Трудную загадку загадал Васак. За ночью следует день, а за осенью — зима. Где гарантия, что яблоко упадет прежде, чем настанет зима? Не забывай и наш возраст, капитан. Ведь, почитай, каждый из нас за пятый десяток ушагал. Но ты молчишь? Тебе вообще трудно говорить, как всем тем, кто не вернулся. За тебя буду говорить я. Как уговорились. Я, оставшийся в живых из многих наших фронтовых друзей.
Белый волос
Белый волосТишина. На фронте тоже бывают тишина и спокойствие.
Когда случается затишье, воины, не успевшие еще поостыть от боя, от только что пережитого, дрожащими руками, просыпая табак, сворачивают цигарки и, нещадно дымя, предаются мечтам. Мечтают обо всем. И, конечно же, о той, с кем разлучила тебя война, о будущем своем счастье.
О смерти не думают. Никто на войне не верит в свою смерть.
Не верил в смерть и я, находясь в трехстах метрах от злобного, отступающего врага, ушедшего в землю, но способного тебя сжечь, опалить огнем, убить.
Это было на Кубани, перед штурмом сильно укрепленного пункта, названного немцами «Голубой линией» — линией надежды. Немцы еще надеялись, прикрываясь хитроумными укреплениями, задержаться на нашей земле.
Через час — атака. Еще не началась артподготовка. Еще косяки наших воздушных армад не поднялись в воздух, а вокруг такая тишина. Я даже слышу, как в лесу, находящемся не так близко от нас, мирно кукует кукушка, кому-то отсчитывая годы, а может быть, — часы.
Если верно, что будто бы кукушка может отгадать, сколько нам жить, то она отсчитывала мне целую вечность.
Я начинаю считать, сколько мне осталось жить. Оказывается, много. Много лет жизни.
Может быть, она насчитала бы куда больше, если бы не внезапно начавшийся орудийный огонь, если бы косяки бомбардировщиков, наполнивших воздух нарастающим свирепым гулом, не прервали счет, не проглотили бы разом далекий уютный голос кукушки.

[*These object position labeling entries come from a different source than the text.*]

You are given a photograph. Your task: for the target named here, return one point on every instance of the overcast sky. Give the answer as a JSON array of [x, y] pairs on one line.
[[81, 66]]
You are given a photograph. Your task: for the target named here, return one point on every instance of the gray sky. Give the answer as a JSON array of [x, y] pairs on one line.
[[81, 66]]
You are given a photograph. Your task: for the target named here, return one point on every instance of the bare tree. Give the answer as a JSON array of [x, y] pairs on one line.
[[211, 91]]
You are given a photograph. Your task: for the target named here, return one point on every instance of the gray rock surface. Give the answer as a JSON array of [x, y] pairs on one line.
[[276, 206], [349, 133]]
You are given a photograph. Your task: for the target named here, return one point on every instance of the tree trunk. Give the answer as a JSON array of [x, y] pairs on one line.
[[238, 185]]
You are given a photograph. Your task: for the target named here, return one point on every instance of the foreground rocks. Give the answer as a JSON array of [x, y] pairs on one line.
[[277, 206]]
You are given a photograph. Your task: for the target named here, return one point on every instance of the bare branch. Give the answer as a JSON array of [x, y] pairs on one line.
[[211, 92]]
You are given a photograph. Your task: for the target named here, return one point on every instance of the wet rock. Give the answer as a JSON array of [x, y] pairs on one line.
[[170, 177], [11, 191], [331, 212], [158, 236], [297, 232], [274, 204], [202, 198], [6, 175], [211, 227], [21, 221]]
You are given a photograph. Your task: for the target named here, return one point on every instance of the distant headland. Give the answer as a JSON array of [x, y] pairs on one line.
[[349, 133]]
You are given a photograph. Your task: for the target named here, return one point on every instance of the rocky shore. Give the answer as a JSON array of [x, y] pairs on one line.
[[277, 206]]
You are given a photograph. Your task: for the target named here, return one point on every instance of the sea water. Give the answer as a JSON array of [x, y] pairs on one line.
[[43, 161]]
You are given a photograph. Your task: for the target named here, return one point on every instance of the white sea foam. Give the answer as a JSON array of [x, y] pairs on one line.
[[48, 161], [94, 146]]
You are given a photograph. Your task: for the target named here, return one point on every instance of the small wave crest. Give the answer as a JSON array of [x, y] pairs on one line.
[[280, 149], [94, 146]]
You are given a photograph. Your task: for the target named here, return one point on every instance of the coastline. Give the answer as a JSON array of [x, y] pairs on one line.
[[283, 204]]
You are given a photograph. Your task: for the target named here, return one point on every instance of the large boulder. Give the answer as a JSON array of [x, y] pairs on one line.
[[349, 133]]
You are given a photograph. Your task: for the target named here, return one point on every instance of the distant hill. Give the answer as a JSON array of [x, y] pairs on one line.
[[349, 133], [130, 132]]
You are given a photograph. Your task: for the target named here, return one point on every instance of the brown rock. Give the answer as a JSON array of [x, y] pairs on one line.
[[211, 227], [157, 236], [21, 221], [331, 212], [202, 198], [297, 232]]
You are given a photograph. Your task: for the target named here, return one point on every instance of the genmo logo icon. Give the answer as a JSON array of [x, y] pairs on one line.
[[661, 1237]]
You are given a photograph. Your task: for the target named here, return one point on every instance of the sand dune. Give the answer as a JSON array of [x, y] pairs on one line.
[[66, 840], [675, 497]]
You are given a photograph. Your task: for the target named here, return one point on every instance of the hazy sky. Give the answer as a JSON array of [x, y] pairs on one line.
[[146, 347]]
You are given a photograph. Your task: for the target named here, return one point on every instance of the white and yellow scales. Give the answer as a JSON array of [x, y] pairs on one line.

Готовясь к броску, который мог стать последним — не раз до этого наше наступление захлебывалось, — почему-то обдергивая на себе гимнастерку, не зная, как скоротать считанные минуты перед броском, я вдруг расстроился. Расстроился от одной фразы товарища, который в моей шевелюре (будучи рядовым, я ухитрился сохранить шевелюру и очень гордился своей хитростью) обнаружил белый волос и нашел нужным прокричать мне об этом в ухо.